Why the Gay Marriage Issue Helps Bush
By: Dick Morris
FrontPageMagazine.com | Wednesday, March 03, 2004
Just as Bush-41 never really focused on crime as his core issue, but won the election by using the lifer furlough policies that sprung Willie Horton from prison for a disastrous weekend, so Bush-43 has discovered in gay marriage a potentially winning issue.
While opinions are evolving on this question, most polls still indicate solid majorities opposed to same-sex marriages. Though I personally favor them, voters see gay marriage as an attempt by the homosexual community to spread its lifestyle, and they side with President George W. Bush in opposing same-sex unions.
Normally, right-wing constitutional amendments do not make good election fodder.
While top-heavy majorities have always favored amendments banning school busing, requiring balanced budgets and allowing school prayer, those issues have never won the GOP any votes they did not already have. Voters are notoriously reluctant to amend the constitution.
But Bush’s argument that activist courts are forcing his hand by reading rights into the Constitution that have eluded our scrutiny for two centuries turns the tables on this hesitation and puts him in the position of defending the Constitution by amending it. With each indication of the power of courts and city halls to take matters into their own hands, his case will grow stronger.
Sen. John Kerry will lose a lot of votes over the issue. But he will likely lose even more from his handling of it. As he tries to thread his way between his gay supporters and donors and the majority of the voters on this issue, he will come across as looking very weak and very political. His layered position — opposing the amendment, backing civil unions, opposing gay marriage and voting against the Defense of Marriage Act that President Clinton signed — will seem disingenuous to voters on both sides of the issue.
What will begin as a values issue will end up as a character test for the Massachusetts Democrat as he squirms around to find a politically safe position.
Because the issue is starkly moralistic, like abortion, voters will be unforgiving of a candidate who is all over the map in his positions on it. Kerry will seem like the quintessential political weather-vane candidate as he trims his views to suit the polls.
By contrast, Bush will come across as simple and straightforward as he fights for his amendment. Of course, the amendment won’t pass. Senate Democrats will not be caught voting against the position of their presidential nominee right before an election. But the on-the-record votes senators such as Tom Daschle (D-S.D.) will have to cast will likely come back to bite them in the November elections.

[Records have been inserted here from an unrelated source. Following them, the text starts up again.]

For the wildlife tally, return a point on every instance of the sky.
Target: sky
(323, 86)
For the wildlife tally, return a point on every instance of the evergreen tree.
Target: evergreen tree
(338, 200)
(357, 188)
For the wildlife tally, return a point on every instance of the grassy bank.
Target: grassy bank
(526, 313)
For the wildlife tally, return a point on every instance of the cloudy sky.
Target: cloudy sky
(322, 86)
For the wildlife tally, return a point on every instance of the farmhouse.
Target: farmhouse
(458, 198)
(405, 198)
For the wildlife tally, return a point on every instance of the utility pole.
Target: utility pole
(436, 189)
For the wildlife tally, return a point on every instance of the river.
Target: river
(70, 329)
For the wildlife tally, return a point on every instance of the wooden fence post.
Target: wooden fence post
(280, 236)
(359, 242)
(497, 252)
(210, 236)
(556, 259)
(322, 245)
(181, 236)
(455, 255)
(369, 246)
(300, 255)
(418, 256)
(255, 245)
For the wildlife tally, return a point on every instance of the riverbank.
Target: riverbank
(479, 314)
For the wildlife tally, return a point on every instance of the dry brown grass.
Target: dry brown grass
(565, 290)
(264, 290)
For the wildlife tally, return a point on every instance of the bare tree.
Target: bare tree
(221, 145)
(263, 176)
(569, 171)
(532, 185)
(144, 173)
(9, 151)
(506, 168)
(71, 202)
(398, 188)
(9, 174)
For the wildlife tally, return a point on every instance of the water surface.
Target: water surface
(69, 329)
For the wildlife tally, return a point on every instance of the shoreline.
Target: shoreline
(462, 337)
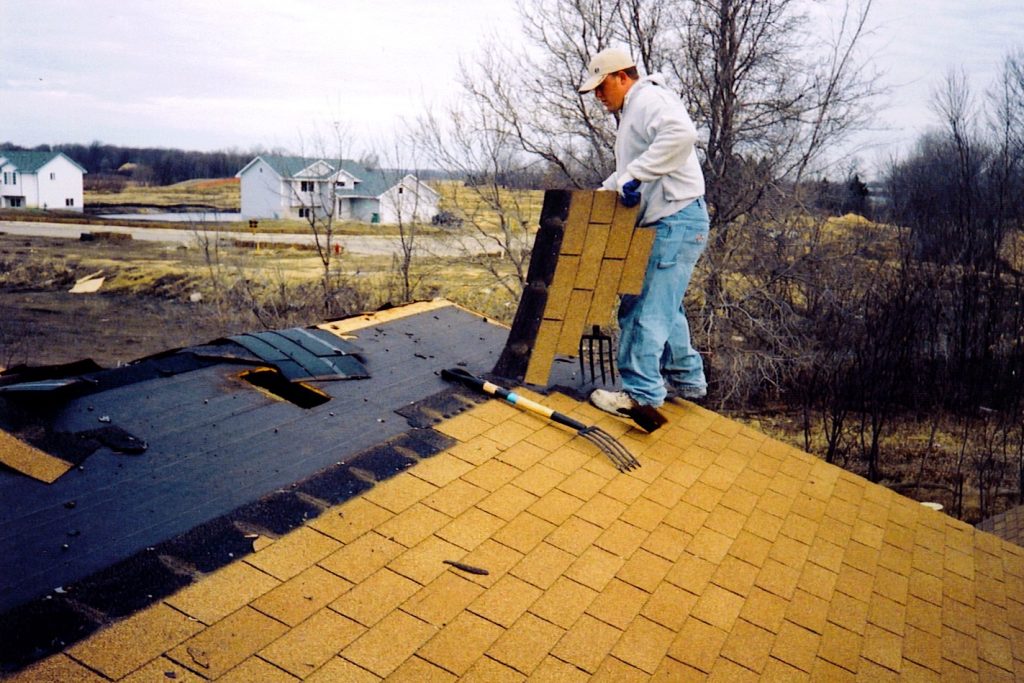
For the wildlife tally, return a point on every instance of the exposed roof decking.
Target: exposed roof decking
(215, 443)
(727, 555)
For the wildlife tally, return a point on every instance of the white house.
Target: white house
(276, 186)
(40, 180)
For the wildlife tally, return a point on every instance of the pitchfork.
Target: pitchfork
(621, 458)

Kerry’s vote against the Defense of Marriage Act serves as the best example Bush can cite of his liberal polarity. As one of only 14 senators to vote against a bill that a Democratic president signed, Kerry will come across as a Dukakis-like liberal on the issue.
Kerry has other problems, too. Bush’s decision to run TV ads this early bashing Kerry puts the Democrat in a difficult position. With Ralph Nader trying to get on the ballot by petition, the Democratic senator cannot move to the center to counter Bush’s attempt to paint him as an ultraliberal. The more moderate Kerry acts, the more he fuels the Nader candidacy on college campuses and energizes the left of the party to put the gadfly on the ballot.
For those who warn of Bush’s demise, lets all remember that Bush-41 was 17 points behind then Gov. Michael Dukakis of Massachusetts with three months to run in the 1988 campaign. But the aggressive negative television ads engineered by the late Lee Atwater closed the gap quickly, and Bush had a comfortable lead by mid-September.
If this President Bush uses his war chest to run early and massive negative advertising against Kerry’s Senate record and raises voters’ concerns about the threat of terrorism to jolt us out of our current complaisance, the current dismal polls could turn around very, very quickly.